SOUTH AFRICA: Student drop-out rates alarming
Date: 28 October 2007
Writer: Karen Macgregor
A shocking 40% of South African students drop-out of university in their first year, a major study has found. Financial difficulties among the country’s large pool of poor black students are, unsurprisingly, largely to blame – ‘first generation’ students from low-income, less educated families are the most likely to drop out.
The Student Pathways study by the Human Sciences Research Council also found that on average only 15% of students finish their degrees in the allotted time. High student drop-out and failure rates are a major problem in a country with limited state resources, a desperate shortage of high level skills and a pressing need to raise income levels among the poor.
While South Africa has a highly successful National Student Financial Aid Scheme, which supports about 120,000 of 735,000 university students, loans and bursaries do not cover the full costs of study, leaving poor students struggling to meet living and other expenses.
Lack of finance emerged as the major impediment for students, said Moeketsi Letseka, the senior researcher who conducted the study. Letseka said this was to be expected considering that on average their monthly family income was between R400 (US$60) and R1,600 (US$240).

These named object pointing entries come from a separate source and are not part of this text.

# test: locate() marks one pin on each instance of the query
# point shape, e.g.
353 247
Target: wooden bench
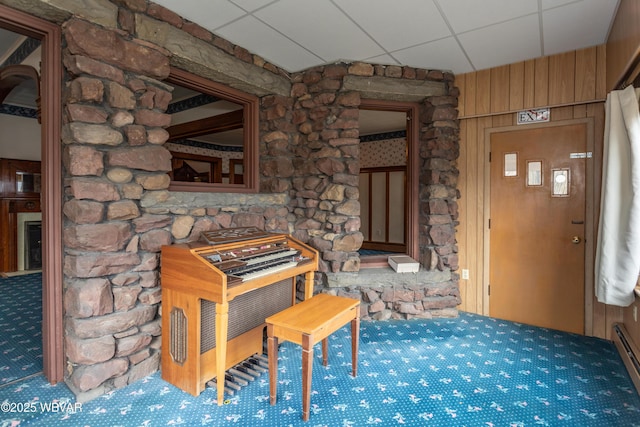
307 323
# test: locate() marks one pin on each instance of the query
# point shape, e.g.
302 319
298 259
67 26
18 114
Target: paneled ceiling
456 35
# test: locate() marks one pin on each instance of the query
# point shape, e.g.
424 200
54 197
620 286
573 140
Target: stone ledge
375 277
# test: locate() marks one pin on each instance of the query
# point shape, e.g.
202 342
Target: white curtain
618 246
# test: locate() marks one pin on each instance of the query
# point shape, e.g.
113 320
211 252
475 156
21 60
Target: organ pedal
242 374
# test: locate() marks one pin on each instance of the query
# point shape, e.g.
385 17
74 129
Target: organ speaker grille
246 312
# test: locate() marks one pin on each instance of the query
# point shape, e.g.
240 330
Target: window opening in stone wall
212 137
383 167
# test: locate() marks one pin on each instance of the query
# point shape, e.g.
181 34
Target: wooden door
536 272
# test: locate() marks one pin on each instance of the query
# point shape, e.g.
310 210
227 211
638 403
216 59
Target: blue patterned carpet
21 326
469 371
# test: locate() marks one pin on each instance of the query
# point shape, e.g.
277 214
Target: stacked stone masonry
118 211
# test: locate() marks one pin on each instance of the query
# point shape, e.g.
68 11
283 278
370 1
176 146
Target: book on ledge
404 264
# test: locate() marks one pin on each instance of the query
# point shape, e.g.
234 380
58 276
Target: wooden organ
216 295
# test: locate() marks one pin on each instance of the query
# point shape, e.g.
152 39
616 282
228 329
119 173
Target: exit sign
534 116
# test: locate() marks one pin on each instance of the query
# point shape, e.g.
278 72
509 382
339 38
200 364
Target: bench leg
307 367
325 352
272 354
355 339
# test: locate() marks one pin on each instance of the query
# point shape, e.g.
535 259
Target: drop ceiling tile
397 25
259 38
444 54
382 60
577 25
505 43
320 27
210 14
549 4
466 15
251 5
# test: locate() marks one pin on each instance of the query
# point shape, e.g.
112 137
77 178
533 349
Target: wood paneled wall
573 85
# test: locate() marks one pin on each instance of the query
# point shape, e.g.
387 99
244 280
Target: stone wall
118 210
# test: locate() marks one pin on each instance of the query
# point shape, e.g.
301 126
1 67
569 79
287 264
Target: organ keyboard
216 294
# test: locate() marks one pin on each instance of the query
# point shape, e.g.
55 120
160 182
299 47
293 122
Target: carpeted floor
468 371
21 327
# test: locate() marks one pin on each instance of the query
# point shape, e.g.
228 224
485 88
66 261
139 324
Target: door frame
50 35
589 250
411 109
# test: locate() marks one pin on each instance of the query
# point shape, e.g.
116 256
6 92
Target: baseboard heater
629 353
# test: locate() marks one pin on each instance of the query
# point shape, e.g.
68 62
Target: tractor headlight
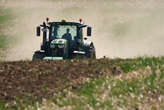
60 46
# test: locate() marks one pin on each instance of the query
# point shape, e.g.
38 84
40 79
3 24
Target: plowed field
36 80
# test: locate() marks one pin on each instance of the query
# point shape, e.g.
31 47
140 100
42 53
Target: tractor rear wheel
91 52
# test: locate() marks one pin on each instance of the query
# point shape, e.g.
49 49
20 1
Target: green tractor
65 41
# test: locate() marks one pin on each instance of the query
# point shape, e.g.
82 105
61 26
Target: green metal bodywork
64 41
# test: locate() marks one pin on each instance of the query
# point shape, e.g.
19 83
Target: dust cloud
121 28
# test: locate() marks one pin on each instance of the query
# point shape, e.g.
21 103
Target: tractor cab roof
67 23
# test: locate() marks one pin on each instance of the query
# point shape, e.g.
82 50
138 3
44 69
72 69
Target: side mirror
38 30
89 31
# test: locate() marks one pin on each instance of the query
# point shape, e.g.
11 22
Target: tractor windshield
64 31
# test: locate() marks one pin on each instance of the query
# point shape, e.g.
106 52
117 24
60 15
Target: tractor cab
64 41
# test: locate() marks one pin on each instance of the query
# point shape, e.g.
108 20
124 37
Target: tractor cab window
64 32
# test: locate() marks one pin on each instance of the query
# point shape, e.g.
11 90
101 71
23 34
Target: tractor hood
53 58
57 42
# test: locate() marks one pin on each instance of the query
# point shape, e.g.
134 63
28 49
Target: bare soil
33 81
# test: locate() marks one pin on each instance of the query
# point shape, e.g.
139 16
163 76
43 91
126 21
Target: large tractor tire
91 52
38 55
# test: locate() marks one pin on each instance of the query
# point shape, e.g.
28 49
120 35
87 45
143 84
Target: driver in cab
67 35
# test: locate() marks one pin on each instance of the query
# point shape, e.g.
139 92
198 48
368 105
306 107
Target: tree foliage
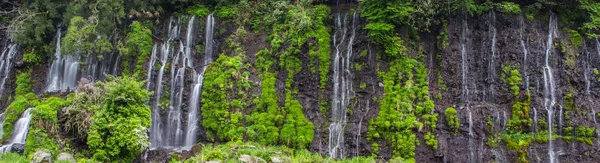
119 126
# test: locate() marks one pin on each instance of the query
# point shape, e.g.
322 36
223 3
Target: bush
119 126
452 120
13 158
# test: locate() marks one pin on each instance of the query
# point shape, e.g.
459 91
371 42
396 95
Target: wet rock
65 157
42 157
18 148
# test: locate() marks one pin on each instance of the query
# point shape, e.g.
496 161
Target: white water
194 101
589 95
342 83
156 131
463 51
491 73
20 130
465 89
64 70
549 100
1 125
525 52
151 66
6 63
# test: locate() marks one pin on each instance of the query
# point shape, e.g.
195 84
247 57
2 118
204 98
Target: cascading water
151 66
549 100
190 137
156 131
589 95
342 83
20 130
1 126
64 70
465 89
6 63
491 69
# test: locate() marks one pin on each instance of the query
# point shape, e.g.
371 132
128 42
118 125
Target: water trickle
463 51
64 70
191 131
151 66
525 52
549 100
20 130
6 64
156 131
491 69
342 82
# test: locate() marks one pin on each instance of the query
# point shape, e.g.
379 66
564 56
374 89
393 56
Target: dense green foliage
23 100
13 158
512 77
224 100
520 119
119 126
452 119
231 152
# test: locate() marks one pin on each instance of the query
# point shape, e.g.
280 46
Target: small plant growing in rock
452 120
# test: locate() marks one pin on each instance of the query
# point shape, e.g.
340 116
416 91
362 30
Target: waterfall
463 51
156 131
20 130
522 40
589 95
63 71
549 100
342 83
6 63
151 66
491 73
1 126
194 101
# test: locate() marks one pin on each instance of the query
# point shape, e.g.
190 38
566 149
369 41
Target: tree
119 127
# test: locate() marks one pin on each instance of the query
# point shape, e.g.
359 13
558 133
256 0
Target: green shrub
119 126
13 158
520 119
430 140
198 10
508 7
452 120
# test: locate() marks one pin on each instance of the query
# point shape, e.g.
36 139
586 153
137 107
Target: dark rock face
489 96
18 148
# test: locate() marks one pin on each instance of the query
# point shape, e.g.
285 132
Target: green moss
520 119
452 120
363 53
32 58
508 7
198 10
13 158
23 99
138 44
222 107
431 141
511 76
574 37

“Around 70% indicated that they had no siblings with university experience, which suggests that they are first-generation university students in their families,” he said.
Financial difficulties had compelled most of the students who dropped out to take up a part-time or full-time job: “While this was necessary in order to augment their meagre financial resources, there is no doubt that juggling study and worked proved to be another reason for not focusing on studies,” Letseka points out.
Why students leave: The problem of high university drop-out rates sought to understand factors influencing the pathways of students through universities into the labour market. The researchers traced a 2000-02 cohort of students who dropped out or graduated from seven very different institutions around the country.
They drew on data from the Education Department, institutional reports, qualitative interviews with academics and managers, and a postal survey of 34,000 respondents. Of these, 20,000 had abandoned their studies and 14,000 had graduated.
The return rate was 16%, or some 5,400 former students. The full report will be published in November.
The study found that among students who dropped out from the seven universities, on average 70% came from low-income families. This proportion rose to 82% at the historically disadvantaged University of Fort Hare. Low family income generally equated with lack of formal education.
Black Africans comprised the largest proportion of students with low socio-economic status. While 73% of black students were from low income families, only 12% of white students were and, conversely, only 9% of black but 47% of white students were from families with high incomes.
Other reasons for high drop-out rates, reported in local newspapers, were poor career choices, domestic problems, pregnancy and too much partying.
Universities are struggling solve the drop-out problem, given its largely financial basis, but have called on government to raise student loans and bursaries to relieve the financial pressures on needy students. In the past decade many institutions have also introduced academic support systems for students from sub-standard schools.
Earlier this month the distance University of South Africa (Unisa) announced it would spend nearly R50 million (US$7.5 million) to establish a comprehensive network of tutors and academic support personnel across the country, in an effort to decrease drop-out and failure rates.